2022年11月14日

アルゲリッチ&フレンズ(すみだトリフォニーホール) 

  

 

昨日(11月13日)の森麻季/錦織健デュオリサイタルに続き、今日はアルゲリッチのコンサートへ。

 

 ネームヴァリューからいってアルゲリッチをリードにもってくるのは当然としても、個人的には今日のメインは辻彩奈さんであった。辻さんはまだ若い(25歳)けれども、演奏そのものはもちろん、立ち姿、表情、歩き方など、貫禄というか風格というかオーラを放っていて、それが力強い演奏と相まって、聴衆の心をわしづかみにするのであった。圧巻でしたね。演奏終了直後、正に割れんばかりの拍手。コロナ禍前であれば、ブラボーの声が溢れたことだろう。アルゲリッチとは今年の6月に、すでに”Homage to Ivry Gitlis”で今回と同じすみだトリフォニーホールで共演の実績がある。今回、だから「イヴリー・ギトリスへのオマージュ、再び」というタイトルになっている所以である。しょうもないことだが、同じ「ギトリスへのオマージュ」なのに、前回は”Homage to Ivry Gitis”で、今回は”Remembering Ivry Gitlis”となっているのは何か意味があるのだろうか? 

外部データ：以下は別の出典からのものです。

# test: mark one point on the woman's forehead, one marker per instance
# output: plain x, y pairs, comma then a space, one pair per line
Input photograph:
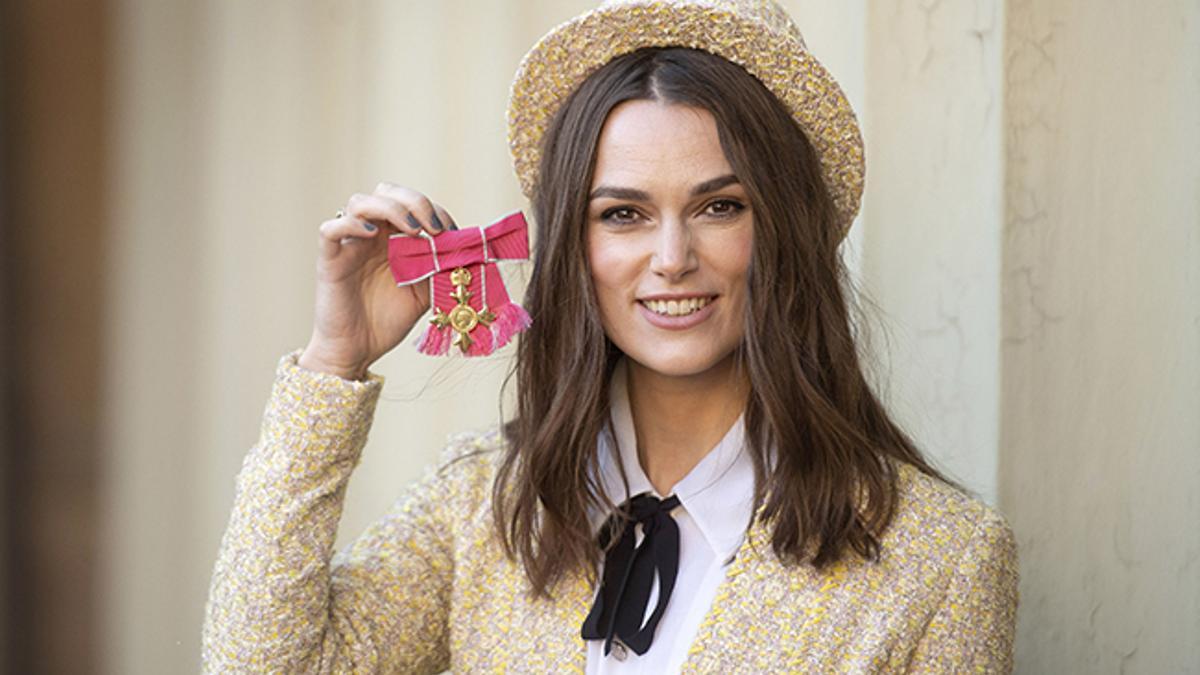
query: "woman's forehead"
648, 142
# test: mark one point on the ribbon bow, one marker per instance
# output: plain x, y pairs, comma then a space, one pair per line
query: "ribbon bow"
629, 573
472, 309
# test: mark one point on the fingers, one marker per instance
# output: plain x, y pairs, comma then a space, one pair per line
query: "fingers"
427, 215
343, 230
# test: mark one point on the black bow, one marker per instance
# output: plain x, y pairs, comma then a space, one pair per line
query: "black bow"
629, 573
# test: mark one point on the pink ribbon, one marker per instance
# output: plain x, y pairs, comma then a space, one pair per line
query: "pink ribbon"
471, 305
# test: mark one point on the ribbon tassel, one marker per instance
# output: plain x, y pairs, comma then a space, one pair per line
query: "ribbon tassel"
472, 310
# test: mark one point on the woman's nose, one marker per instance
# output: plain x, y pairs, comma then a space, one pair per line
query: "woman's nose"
673, 256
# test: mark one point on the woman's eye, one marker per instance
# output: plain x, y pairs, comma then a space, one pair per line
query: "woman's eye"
726, 208
618, 214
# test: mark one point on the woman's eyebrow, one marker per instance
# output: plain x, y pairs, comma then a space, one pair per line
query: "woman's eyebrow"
639, 195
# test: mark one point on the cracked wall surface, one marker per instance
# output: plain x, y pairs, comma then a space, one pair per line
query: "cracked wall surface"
933, 215
1099, 454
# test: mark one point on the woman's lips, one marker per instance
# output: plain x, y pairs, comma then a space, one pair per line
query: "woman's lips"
678, 322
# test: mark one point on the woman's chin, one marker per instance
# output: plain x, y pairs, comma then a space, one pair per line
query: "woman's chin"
684, 363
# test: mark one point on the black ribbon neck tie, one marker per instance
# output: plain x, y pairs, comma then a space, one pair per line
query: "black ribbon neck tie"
629, 573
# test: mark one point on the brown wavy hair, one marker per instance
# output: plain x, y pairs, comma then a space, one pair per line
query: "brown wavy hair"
833, 485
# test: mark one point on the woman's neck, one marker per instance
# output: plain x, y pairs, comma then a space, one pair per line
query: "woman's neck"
679, 419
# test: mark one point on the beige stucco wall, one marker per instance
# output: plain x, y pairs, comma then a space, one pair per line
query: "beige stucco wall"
1101, 401
934, 210
1030, 233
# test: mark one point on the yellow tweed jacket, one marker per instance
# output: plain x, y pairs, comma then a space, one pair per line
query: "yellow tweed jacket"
426, 587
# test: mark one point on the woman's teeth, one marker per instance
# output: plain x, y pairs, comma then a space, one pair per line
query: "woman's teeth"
676, 308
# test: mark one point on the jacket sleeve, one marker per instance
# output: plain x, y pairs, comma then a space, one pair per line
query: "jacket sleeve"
280, 601
973, 627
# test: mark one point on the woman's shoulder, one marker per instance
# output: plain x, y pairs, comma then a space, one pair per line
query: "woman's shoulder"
469, 459
936, 520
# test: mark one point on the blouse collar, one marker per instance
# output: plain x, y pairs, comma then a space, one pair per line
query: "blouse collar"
718, 493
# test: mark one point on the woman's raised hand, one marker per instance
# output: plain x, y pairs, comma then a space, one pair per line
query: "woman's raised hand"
360, 312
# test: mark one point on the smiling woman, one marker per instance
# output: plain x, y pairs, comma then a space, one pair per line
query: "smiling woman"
697, 476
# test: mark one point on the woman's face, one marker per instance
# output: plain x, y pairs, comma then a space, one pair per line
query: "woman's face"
669, 239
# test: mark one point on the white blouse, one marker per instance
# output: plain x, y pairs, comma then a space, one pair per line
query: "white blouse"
717, 500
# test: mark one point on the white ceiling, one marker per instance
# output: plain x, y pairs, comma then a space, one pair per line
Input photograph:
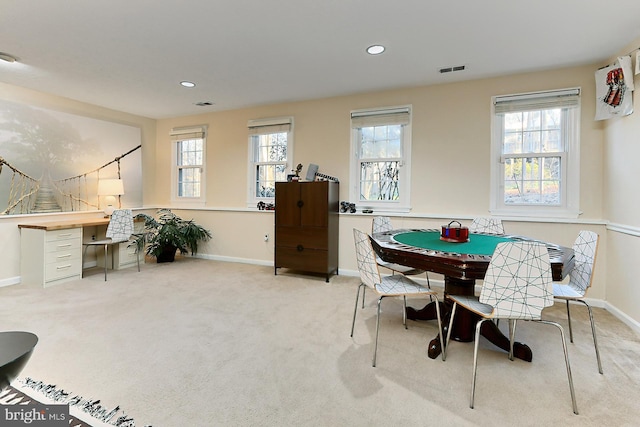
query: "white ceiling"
131, 55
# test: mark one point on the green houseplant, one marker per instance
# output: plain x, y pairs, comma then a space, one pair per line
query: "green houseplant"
169, 233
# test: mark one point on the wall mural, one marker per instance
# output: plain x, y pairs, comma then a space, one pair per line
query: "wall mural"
51, 161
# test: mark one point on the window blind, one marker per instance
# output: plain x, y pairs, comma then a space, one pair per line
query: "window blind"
275, 125
569, 98
387, 117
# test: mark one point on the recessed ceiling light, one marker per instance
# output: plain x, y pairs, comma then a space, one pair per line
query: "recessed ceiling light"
376, 49
7, 57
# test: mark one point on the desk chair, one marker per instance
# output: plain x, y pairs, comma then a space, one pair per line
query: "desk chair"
585, 248
487, 225
119, 230
382, 224
517, 286
388, 286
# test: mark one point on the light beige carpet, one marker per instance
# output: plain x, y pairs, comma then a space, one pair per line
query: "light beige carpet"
204, 343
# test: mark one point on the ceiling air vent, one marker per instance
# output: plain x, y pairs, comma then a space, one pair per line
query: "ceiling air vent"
452, 69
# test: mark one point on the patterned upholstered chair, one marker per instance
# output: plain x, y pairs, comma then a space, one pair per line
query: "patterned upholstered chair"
119, 230
517, 286
388, 286
585, 249
487, 225
382, 224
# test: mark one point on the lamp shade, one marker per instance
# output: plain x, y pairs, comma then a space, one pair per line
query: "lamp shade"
110, 187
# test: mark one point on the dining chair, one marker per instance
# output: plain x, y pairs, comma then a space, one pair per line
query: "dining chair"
585, 249
382, 224
487, 225
397, 285
119, 230
517, 286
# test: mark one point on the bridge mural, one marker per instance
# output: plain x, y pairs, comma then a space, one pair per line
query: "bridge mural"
51, 161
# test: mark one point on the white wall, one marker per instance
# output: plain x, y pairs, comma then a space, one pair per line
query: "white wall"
621, 199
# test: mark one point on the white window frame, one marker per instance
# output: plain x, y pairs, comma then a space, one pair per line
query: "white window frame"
183, 134
264, 127
378, 117
569, 101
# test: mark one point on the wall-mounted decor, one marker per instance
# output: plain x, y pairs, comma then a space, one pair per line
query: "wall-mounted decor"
52, 161
614, 88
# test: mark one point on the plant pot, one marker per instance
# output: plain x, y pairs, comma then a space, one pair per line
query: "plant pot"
168, 254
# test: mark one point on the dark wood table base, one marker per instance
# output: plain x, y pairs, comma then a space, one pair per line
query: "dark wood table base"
464, 329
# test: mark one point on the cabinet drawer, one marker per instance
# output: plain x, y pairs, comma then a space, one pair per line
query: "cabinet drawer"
68, 233
308, 237
62, 269
63, 245
307, 260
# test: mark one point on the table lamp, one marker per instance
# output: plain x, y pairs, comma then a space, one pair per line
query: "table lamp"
110, 188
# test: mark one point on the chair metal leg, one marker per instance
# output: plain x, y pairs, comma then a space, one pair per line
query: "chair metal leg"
569, 320
566, 361
105, 262
84, 254
355, 310
475, 362
404, 311
512, 336
375, 346
593, 332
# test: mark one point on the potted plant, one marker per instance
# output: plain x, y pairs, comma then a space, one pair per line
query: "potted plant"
168, 234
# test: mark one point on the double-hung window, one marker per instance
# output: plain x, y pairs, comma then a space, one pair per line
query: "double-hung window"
189, 164
380, 162
270, 156
536, 155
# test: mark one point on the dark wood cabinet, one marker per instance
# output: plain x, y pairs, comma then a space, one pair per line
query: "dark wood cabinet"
306, 228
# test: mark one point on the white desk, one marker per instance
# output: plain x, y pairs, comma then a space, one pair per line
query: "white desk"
51, 252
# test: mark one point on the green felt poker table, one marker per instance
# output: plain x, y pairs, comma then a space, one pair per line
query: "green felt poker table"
461, 264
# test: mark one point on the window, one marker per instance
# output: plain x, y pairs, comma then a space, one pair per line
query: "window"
270, 154
536, 166
188, 161
380, 166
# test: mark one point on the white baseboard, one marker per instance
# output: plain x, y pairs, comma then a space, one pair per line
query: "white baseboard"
10, 281
624, 318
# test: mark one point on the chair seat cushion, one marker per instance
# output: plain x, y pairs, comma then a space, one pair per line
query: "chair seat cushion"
561, 290
399, 284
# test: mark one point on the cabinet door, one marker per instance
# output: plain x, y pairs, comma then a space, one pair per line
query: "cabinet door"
315, 204
287, 198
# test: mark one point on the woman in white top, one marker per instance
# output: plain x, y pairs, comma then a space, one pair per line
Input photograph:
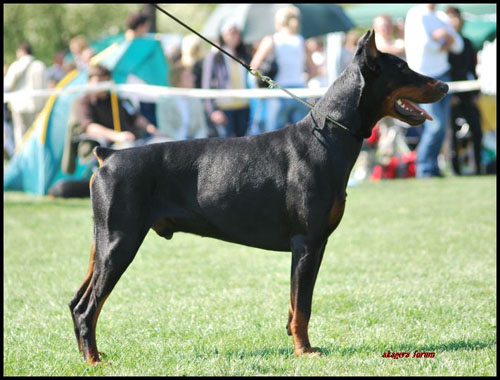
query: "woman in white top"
292, 59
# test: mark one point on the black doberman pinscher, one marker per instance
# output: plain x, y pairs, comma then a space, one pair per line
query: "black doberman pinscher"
283, 191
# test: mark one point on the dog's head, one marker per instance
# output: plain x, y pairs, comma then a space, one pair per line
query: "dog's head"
390, 87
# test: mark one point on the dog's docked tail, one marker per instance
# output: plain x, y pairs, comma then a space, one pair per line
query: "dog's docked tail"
102, 153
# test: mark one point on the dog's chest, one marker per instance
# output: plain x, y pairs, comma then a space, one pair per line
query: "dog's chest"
335, 214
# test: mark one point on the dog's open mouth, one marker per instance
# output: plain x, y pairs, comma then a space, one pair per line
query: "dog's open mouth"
410, 110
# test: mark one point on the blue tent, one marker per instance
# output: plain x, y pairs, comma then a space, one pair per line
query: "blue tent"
37, 164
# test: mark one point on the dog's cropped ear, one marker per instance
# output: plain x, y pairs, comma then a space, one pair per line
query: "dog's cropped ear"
367, 49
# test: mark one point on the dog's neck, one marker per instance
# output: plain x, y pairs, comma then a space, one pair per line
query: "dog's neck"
344, 102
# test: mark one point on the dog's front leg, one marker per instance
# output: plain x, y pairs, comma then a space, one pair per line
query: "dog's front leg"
306, 258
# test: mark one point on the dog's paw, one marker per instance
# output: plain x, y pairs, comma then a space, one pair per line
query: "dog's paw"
308, 351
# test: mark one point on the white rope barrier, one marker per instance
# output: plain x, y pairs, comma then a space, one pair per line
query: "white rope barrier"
158, 91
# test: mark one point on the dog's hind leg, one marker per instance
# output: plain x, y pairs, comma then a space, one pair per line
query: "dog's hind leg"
306, 258
80, 292
114, 252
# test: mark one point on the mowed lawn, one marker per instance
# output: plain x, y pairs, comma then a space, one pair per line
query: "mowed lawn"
412, 267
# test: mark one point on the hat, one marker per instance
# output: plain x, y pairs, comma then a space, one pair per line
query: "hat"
228, 24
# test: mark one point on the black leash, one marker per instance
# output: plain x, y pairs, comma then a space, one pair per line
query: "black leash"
253, 71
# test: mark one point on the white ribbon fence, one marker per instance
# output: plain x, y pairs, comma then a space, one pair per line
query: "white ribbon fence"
159, 91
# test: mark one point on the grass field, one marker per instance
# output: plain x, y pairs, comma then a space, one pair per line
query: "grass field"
412, 267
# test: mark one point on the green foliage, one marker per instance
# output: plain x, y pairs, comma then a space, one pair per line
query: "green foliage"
411, 267
49, 27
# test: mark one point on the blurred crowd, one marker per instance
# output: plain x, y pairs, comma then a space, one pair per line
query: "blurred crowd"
429, 40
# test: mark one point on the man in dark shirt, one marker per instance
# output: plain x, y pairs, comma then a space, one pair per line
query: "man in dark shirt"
97, 114
464, 104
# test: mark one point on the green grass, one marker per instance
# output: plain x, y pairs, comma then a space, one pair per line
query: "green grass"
411, 267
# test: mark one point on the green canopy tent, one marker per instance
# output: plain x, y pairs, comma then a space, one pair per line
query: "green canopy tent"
36, 166
480, 19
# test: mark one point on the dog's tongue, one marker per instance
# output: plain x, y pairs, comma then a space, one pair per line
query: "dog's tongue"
417, 108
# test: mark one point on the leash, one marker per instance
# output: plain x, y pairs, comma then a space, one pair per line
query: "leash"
255, 72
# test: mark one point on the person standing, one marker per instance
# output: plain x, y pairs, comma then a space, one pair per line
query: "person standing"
26, 73
293, 61
464, 104
429, 37
230, 117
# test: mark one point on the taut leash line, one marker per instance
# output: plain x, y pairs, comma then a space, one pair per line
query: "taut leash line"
253, 71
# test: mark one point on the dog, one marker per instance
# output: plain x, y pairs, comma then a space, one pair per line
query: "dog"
282, 191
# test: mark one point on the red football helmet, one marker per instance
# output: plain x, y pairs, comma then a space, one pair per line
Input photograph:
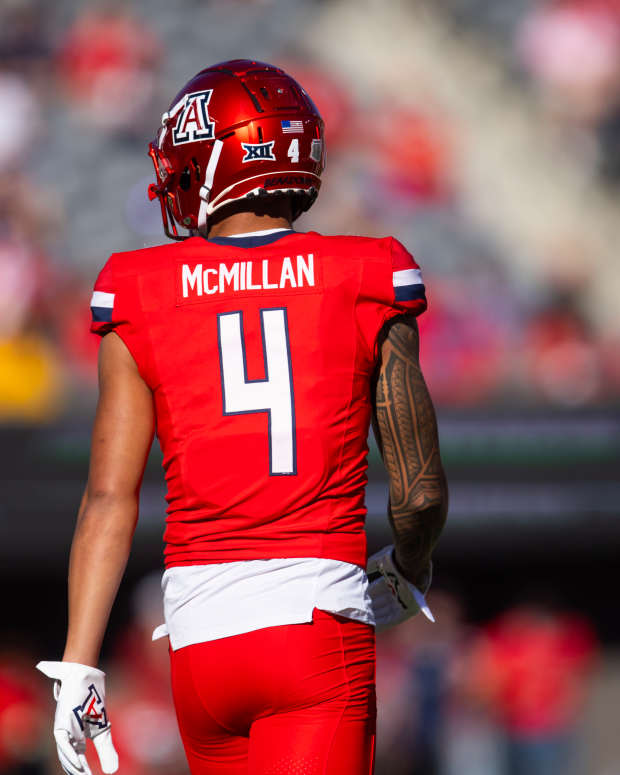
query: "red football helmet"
237, 129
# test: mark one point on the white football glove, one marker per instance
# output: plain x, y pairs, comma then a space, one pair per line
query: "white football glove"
79, 692
393, 598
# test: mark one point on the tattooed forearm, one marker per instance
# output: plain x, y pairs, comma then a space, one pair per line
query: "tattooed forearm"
406, 430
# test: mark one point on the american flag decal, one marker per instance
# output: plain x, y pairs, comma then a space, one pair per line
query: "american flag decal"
408, 284
292, 127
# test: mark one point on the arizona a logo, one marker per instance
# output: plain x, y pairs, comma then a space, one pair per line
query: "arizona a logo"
193, 122
92, 710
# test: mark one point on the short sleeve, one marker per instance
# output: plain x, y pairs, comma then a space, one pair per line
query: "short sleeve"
407, 283
105, 302
115, 306
392, 286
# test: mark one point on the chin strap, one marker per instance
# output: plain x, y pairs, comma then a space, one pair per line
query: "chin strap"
206, 187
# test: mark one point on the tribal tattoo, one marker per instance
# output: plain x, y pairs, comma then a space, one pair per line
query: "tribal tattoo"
406, 431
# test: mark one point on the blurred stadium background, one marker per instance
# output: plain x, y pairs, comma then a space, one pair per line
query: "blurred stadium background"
485, 134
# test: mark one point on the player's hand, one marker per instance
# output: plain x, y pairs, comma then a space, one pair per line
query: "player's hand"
393, 598
79, 692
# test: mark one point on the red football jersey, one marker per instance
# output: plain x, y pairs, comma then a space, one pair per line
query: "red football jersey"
260, 352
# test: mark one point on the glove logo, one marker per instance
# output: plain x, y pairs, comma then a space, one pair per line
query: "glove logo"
92, 710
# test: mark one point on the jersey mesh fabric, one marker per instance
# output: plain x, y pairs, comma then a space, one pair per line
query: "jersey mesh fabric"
224, 502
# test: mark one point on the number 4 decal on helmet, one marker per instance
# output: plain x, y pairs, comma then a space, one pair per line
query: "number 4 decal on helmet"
293, 151
273, 395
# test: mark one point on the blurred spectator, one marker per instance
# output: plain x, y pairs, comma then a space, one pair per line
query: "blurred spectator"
107, 66
414, 693
573, 50
531, 668
19, 121
411, 154
24, 717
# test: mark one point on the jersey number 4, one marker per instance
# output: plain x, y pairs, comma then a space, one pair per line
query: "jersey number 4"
274, 394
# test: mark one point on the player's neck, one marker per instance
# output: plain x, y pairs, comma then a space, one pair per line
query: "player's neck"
244, 223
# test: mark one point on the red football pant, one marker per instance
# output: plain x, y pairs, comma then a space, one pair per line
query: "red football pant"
298, 699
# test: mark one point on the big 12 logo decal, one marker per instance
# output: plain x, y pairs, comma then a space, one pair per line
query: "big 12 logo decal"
91, 711
193, 122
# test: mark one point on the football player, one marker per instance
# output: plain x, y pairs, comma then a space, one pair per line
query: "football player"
259, 356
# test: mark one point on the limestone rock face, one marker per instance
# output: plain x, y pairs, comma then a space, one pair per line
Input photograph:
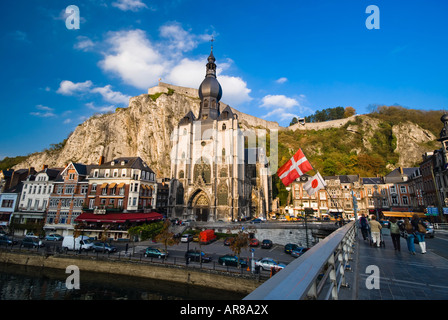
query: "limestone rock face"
144, 129
412, 142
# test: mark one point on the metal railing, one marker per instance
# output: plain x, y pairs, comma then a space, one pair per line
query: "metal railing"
317, 274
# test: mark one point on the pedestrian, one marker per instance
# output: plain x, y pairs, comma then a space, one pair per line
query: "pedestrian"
395, 233
420, 231
410, 235
364, 226
375, 229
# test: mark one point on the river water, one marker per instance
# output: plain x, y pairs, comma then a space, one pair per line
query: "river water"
32, 283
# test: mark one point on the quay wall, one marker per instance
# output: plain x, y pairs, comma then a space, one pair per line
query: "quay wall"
204, 278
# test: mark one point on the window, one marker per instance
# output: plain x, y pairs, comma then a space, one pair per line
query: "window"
394, 200
7, 203
405, 200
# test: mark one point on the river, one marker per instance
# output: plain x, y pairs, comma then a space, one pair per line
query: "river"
32, 283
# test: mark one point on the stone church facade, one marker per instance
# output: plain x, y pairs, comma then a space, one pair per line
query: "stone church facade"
214, 176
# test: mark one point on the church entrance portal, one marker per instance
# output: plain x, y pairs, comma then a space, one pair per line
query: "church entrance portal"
201, 207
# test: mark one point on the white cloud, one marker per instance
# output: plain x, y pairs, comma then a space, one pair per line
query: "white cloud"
139, 62
47, 112
92, 106
129, 5
278, 101
234, 90
282, 108
187, 73
281, 80
279, 114
133, 58
111, 96
180, 40
84, 43
69, 88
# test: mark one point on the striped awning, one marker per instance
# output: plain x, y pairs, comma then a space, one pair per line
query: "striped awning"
399, 214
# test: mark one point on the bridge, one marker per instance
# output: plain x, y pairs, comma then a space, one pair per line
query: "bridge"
343, 266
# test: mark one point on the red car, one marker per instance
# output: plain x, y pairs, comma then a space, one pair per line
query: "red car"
254, 242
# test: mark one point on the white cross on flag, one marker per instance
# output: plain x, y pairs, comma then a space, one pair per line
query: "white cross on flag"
294, 168
314, 184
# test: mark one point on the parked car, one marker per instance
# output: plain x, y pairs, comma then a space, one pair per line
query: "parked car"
229, 260
289, 247
32, 242
228, 241
268, 263
54, 237
157, 253
429, 229
254, 242
186, 238
266, 244
198, 256
80, 243
103, 247
5, 240
297, 252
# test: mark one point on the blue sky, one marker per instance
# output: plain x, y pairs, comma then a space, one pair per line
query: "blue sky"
275, 59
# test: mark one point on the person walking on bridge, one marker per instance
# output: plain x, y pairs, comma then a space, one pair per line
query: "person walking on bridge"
420, 231
375, 229
395, 233
364, 224
410, 235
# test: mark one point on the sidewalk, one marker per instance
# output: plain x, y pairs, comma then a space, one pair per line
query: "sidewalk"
402, 276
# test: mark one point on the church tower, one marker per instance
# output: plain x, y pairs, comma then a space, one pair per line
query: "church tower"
210, 92
211, 177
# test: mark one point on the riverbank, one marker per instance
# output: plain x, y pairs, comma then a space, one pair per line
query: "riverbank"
240, 284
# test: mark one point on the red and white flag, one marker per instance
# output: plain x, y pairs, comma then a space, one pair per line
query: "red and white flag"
294, 168
314, 184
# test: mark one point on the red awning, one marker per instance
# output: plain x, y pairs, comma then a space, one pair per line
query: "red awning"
119, 217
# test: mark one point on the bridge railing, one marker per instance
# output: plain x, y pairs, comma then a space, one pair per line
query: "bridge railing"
317, 274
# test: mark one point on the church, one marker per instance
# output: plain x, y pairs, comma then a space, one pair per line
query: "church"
215, 175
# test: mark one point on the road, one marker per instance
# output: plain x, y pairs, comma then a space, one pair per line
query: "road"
177, 252
438, 244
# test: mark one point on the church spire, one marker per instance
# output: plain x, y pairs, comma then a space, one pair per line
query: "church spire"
211, 66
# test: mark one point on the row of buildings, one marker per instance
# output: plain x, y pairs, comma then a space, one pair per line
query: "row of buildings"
101, 199
402, 192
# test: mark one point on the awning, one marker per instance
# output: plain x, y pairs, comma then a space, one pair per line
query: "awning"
119, 217
399, 214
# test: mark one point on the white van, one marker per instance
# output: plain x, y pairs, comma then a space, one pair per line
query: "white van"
82, 242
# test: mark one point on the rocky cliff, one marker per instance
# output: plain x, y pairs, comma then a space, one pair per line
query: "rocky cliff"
145, 126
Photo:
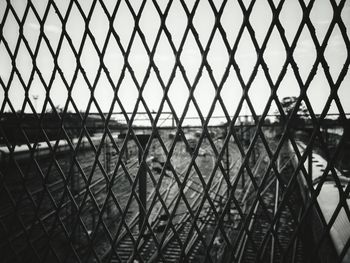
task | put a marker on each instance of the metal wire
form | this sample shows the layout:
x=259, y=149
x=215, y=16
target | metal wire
x=48, y=202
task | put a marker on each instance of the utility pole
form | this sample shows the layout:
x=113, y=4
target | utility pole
x=143, y=139
x=228, y=171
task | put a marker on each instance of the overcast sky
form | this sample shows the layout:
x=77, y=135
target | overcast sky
x=191, y=57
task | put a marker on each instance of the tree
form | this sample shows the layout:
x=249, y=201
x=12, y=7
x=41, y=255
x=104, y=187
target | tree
x=288, y=104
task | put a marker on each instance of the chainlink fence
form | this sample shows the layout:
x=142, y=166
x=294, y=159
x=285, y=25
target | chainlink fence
x=174, y=131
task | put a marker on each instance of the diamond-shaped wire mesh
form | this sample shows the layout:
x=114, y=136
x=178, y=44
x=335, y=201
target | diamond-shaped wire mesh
x=171, y=131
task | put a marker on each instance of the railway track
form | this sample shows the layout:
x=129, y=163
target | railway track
x=177, y=228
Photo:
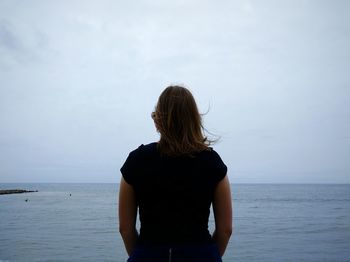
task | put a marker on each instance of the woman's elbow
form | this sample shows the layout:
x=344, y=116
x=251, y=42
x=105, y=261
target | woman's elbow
x=225, y=231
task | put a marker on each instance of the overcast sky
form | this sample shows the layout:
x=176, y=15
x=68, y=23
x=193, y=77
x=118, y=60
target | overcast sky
x=79, y=79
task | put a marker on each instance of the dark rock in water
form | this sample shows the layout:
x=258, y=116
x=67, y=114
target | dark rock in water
x=15, y=191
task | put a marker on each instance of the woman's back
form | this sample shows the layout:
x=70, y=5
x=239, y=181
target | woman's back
x=174, y=194
x=173, y=183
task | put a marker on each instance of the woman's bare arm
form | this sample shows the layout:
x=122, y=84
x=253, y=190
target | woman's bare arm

 辻さんの前にフォーレのヴァイオリン・ソナタを演奏したのが、15歳の村田夏穂さん。15歳には見えぬ幼い容姿で、なおさら天才少女ぶりが際立つとはいえ、比べるのも申し訳ないが、その直後に10歳年長の辻さんの、情念あふれ出る圧倒的な演奏を聴いてしまうと、霞んでしまうのはやむを得ないところだ。

 辻さんは、ピアニストの阪田知樹さんと10回に及ぶデュオ・リサイタルで全国ツアーを行っており、私は7月14日のトッパンホールに行った(7月24日の北九州公演が千秋楽)。今後も注目していきたい。

 

 アルゲリッチさまも、最終プログラムでは若い弦楽カルテットを従えて、引率の教師の如く、余裕かましつつ、かと言って手は抜かず、81歳とは思えぬ力強い演奏だった。驚異的でありますね。

 今回のメンバーでは、弦楽四重奏のカルテット・アマービレが2017年にMOA美術館の能楽堂で共演したことがある由、私、このときその告知を正にMOAで見て、アルゲリッチかぁ、行きたいなぁと思ったのでありますよ。実は今回のチケットは、友人のご母堂が事情があって急に行けなくなったものを、前日に急遽お譲りいただいたもの。これぞ僥倖。

 いやーいいものを聴かせていただきました。

 

 

出演

 マルタ・アルゲリッチ(ピアノ)

 海老 彰子(ピアノ)

 辻 彩奈(ヴァイオリン)

 村田 夏穂(ヴァイオリン)

 カルテット・アマービレ(弦楽四重奏)

  篠原 悠那(ヴァイオリン)

  北田 千尋(ヴァイオリン)

  中 恵菜(ヴィオラ)

  笹沼 樹(チェロ)

 

曲目

 モーツァルト:4手のためのピアノ・ソナタ 二長調K.381(ピアノ;アルゲリッチ、ピアノ;海老)

 フォーレ:ヴァイオリン・ソナタ第1番 イ長調op.13(ヴァイオリン;村田、ピアノ;海老)

 フランク:ヴァイオリン・ソナタ イ長調(ヴァイオリン;辻、ピアノ;アルゲリッチ)

 シューマン:ピアノ五重奏曲 変ホ長調op.44(ピアノ;アルゲリッチ、弦楽四重奏:カルテット・アマービレ)

 

 アンコールは最終プログラムのシューマンの後半部分。